ADR-015 Deferred #1 mesh VPN, #2 service-UI, #3 build All marked RESOLVED in place (ADR-016 / ADR-017 / 2026-06-11 build).

Stale-deferred found: 0. The recurring FRICTION.md miss did not recur this run.

Scan false positives (folded in, not actionable)

  • broken-path-ref STATUS.md:38 — STATUS legitimately documents roles/docker_host/ as "Not in git." (intentional reference to an unbuilt role).
  • broken-adr-ref ×4 — ADR-099/ADR-100 in tests/test_repo_scan.py and the adr-structure plan are intentional test fixtures for the scanner's bad-ref check.
  • marker ×14 — all in docs/superpowers/{plans,specs}/* (historical commit-message TODOs / plan steps) or prose discussing "over-tagging" as a concept. Not cruft.

Prior-run diff (vs 2026-06-05)

Resolved (7): O1 VERIFY.md row · O2 new-role VERIFY step · O4 askari group naming · O5 backend.tf relabel · O6 ADR-014 reproducibility · O11 CAPABILITIES Level-4 row · O12 TODO 3.10. Partial: O3 (docs tree fixed in AF4; ADR-list carried as O10). Not re-detected (verify next run): O7O10 (ADR-011 still Proposed).

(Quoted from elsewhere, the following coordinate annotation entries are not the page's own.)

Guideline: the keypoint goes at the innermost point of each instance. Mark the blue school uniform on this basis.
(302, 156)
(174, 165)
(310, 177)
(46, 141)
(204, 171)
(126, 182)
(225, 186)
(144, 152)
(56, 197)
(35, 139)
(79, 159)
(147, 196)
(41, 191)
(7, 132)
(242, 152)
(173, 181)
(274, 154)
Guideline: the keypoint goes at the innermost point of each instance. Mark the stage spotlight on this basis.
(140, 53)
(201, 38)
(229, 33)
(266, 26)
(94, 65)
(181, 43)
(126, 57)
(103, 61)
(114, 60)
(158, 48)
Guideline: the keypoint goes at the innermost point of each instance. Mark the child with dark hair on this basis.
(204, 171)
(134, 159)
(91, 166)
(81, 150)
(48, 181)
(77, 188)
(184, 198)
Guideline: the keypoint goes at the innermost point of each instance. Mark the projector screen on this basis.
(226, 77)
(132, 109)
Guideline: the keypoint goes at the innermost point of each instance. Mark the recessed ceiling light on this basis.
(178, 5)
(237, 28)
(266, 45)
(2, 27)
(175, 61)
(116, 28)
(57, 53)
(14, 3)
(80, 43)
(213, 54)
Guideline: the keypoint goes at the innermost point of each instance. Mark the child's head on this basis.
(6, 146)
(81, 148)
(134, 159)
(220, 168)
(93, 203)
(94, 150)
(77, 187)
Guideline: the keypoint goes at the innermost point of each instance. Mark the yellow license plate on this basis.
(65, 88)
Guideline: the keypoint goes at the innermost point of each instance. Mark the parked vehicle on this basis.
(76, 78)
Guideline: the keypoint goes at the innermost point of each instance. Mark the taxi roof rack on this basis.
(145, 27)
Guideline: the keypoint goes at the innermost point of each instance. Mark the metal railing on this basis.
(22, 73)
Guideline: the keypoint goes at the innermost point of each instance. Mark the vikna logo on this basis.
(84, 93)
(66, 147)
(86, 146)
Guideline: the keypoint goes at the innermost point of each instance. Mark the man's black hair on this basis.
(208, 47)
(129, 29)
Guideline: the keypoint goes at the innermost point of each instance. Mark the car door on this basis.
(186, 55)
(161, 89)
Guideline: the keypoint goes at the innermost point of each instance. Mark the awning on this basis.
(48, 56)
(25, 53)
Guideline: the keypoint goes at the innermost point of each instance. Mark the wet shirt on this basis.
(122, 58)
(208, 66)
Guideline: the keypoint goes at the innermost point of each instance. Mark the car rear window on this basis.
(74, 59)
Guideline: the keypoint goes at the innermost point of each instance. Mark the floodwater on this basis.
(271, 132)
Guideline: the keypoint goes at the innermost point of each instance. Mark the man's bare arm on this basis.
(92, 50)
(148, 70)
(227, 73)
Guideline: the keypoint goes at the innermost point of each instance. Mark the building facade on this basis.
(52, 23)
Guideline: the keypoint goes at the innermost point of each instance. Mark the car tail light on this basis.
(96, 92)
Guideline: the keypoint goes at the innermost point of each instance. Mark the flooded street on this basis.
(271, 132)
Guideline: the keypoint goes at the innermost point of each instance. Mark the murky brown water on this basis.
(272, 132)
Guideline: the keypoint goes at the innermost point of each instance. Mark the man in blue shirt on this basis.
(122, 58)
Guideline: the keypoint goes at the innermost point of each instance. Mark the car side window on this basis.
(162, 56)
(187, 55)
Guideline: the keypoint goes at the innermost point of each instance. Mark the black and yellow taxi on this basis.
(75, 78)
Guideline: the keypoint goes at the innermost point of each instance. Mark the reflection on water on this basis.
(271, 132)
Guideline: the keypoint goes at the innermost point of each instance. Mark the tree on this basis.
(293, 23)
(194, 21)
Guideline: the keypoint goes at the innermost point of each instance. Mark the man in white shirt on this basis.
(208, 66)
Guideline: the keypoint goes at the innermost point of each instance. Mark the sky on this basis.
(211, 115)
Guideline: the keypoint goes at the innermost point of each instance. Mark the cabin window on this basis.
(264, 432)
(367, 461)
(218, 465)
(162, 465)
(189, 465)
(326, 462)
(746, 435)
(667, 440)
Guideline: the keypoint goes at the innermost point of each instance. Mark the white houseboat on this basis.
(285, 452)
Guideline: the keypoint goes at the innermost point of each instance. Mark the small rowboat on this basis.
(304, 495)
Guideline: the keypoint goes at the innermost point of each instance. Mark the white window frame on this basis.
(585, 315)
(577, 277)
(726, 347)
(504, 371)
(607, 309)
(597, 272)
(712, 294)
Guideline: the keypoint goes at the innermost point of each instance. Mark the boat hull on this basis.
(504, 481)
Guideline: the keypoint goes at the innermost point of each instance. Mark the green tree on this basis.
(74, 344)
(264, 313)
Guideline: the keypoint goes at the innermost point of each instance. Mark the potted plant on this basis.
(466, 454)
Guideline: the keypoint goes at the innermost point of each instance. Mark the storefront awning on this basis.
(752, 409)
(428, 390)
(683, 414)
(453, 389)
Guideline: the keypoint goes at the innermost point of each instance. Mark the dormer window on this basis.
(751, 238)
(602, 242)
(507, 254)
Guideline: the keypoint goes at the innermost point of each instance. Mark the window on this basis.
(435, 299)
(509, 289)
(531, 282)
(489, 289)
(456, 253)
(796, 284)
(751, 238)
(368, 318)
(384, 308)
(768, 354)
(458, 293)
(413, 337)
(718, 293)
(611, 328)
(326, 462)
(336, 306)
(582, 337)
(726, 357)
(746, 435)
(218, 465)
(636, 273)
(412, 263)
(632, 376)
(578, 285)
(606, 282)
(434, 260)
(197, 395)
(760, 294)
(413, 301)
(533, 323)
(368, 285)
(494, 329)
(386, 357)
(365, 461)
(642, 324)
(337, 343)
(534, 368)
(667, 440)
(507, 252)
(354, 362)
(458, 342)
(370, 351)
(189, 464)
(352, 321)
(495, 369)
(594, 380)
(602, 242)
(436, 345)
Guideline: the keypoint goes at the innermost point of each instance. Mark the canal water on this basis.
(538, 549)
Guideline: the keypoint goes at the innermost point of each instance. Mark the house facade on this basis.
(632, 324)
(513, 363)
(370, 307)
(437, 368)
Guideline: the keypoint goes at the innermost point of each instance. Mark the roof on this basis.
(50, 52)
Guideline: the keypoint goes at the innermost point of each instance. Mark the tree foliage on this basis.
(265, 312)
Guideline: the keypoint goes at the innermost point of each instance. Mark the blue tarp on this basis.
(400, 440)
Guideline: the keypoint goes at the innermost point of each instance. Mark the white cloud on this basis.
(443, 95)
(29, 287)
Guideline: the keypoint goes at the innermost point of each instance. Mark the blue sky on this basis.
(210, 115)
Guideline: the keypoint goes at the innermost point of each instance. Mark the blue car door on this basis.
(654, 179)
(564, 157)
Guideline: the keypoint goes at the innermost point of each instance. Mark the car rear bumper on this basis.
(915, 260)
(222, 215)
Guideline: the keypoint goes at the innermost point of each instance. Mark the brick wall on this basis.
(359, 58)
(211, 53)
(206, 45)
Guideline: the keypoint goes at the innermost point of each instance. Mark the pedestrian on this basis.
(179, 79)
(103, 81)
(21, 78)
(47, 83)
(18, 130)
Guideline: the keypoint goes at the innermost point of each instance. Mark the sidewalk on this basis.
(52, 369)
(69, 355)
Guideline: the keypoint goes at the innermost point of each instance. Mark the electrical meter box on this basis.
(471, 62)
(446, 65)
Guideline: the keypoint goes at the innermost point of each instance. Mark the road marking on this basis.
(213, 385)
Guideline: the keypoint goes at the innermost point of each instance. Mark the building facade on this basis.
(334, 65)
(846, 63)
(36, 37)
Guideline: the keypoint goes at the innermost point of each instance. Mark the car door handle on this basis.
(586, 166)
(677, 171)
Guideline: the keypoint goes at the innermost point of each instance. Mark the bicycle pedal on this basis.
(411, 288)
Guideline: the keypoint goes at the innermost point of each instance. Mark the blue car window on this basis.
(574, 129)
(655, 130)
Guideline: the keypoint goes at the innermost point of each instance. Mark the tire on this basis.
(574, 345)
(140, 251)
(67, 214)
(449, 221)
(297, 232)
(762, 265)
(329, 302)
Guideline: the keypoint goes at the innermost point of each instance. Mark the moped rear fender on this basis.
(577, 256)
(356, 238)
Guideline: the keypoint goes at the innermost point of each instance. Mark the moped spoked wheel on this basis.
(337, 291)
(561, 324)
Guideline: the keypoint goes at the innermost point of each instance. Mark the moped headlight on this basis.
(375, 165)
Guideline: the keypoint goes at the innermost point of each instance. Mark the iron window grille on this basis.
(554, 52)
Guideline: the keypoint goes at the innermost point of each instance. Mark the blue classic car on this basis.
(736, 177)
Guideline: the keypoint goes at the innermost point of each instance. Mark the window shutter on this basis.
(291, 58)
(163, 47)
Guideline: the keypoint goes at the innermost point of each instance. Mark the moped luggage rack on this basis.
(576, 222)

Follow-up prompt (copy-paste)

Act on the open findings from docs/reviews/2026-06-11-review.md. Priority order:

  1. O1 (high): make lint is red on mainplaybooks/site.yml imports the non-existent docker_host role. Pick an interim posture (guard/skip the play, or make new-role NAME=docker_host to scaffold a stub, or exclude from syntax-check until built) so the trunk lints clean again, and record the choice in STATUS.md.
  2. O2 (high): Resolve the ADR-004 ↔ ADR-022 backup-scope contradiction — update ADR-004's "not in scope of this repo" line to defer to ADR-022 (per ADR-023's no-silent-reversal rule) and cross-link.
  3. O3: Add ACCESS.md + BACKUP.md rows to ADR-004's service-role file table.
  4. O4: Reconcile CAPABILITIES' nvim/tmux exclusion with the built dev_env role (carve out the ubongo control-node exception).
  5. O8 (conformance): Tag the dev_env__home preflight set_fact so partial --tags users|config runs don't fail.
  6. O6 / O9: Regenerate the inventory stubs to include offsite_hosts; reconcile ubongo's 10.20.10.151 against ADR-007's subnets (or amend ADR-007).
  7. Sweep the low-severity doc items (O5 caveat, O7 runbook, O10 ADR list, O11 ADR section order, O12O18) as a single docs-hygiene batch. Run make lint before committing; commit per CLAUDE.md git conventions.